TechRadar Verdict
This is a great low-cost P55 mobo, but it's not so good for reaping Turbo's benefits
Pros
- +
Great OC potential
- +
Half the price of top-end boards
Cons
- -
But still over £100
- -
No multi-threaded Turbo
Why you can trust TechRadar
The Gigabyte P55-UD3 is more like it. Recently, we've seen the high end of the burgeoning P55 spectrum; mobos lurking dangerously close to the £200 mark and all more expensive than a host of existing, bandwidth-heavy X58 boards.
Still, performance with a likewise top-end Lynnfield CPU onboard was excellent and had us drooling over the possibility of the more bargainous mainstream boards to come. Here's the first.
Granted, if you spend £100 on a P55, £220-odd for the 2.8GHz Core i7-860, plus the probable expense of forking out for a DDR3 kit, it still adds up to between £350 and £400 for the set. That's not exactly cheap, sitting pretty close to the cost of setting up a cheap X58 and Core i7-920 D0 system.
But at close to half the price of the UD6, this latest board is still a belter. We managed to garner performance that was an atom's fart away from more expensive P55s. With the same components (RAM and CPU), we managed to get an impressive overclock without any of that unpleasant voltage tweaking too.
Even when paired with a cheaper RAM kit, there was precious little to choose between the two in the overclocking bracket. In fact, so much has moved onto the die that possibly all you're paying for on the pricier mobos is a few pretty LEDs and some fancy features, rather than extra performance.
That's only when you're talking about overclocking prowess, though. On this lower-end board, the much-vaunted Turbo mode refused to make an appearance in multi-threaded apps.
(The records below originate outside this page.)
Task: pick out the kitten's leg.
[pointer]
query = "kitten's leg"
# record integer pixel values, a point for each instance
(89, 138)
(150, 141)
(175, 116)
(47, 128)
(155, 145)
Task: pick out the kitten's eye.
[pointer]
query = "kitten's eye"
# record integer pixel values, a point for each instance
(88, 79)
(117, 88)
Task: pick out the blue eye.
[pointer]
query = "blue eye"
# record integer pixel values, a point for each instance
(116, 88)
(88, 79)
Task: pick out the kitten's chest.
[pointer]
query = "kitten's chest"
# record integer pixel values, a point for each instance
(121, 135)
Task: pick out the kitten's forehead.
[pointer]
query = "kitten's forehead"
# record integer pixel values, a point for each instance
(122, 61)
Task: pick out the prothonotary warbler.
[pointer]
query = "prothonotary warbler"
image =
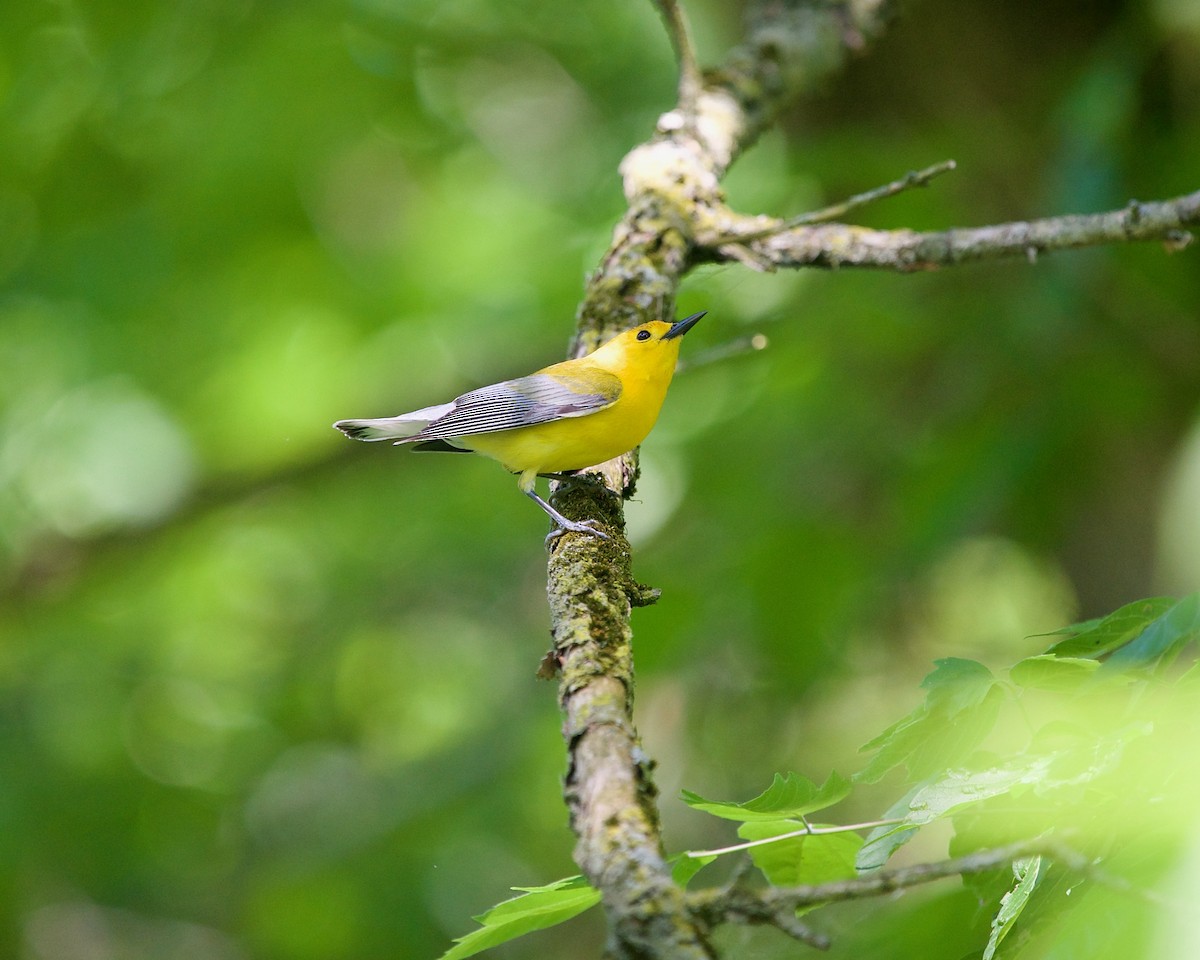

In single-threaded programs it offered us an extra 400MHz, but that dropped to absolutely nothing when we loaded up four cores.
The mainstream user hoping to take advantage of this oft-talked about feature of the Lynnfield chips is going to be sorely disappointed then. That said, although we didn't manage to squeeze our 2.93GHz chip over the 4GHz mark on the UD3, we came within 100MHz of it through some BIOS tweakery.
So, strangely the cheaper board isn't really one for the user who doesn't want to get their hands dirty in the BIOS. If you want the dynamic overclocking loveliness that Lynnfield offers, you're going to have to go for one of the pricier motherboards. If, however, you're prepared to have a dig about with base clocks and multipliers, you can still get this cheaper board flying without voltage tweaking.
But we still have to take issue with the price. Although Gigabyte's UD3 is nearly £100 cheaper than its top-of-the-line board, it still seems a trifle expensive to us – especially in the absence of expensive plug-in features, such as power over eSATA, 24-phase power, Dolby surround and SLI support.
This is a far more stripped down chipset than we've seen from Intel before and with so much moving on-die, it shouldn't cost as much to manufacture.
What we're paying for at the moment then is Intel and Gigabyte's research and development costs, so there's definitely a case for waiting those extra couple of months and watching the prices on these, admittedly excellent, boards drop pre-Christmas before you splurge on one.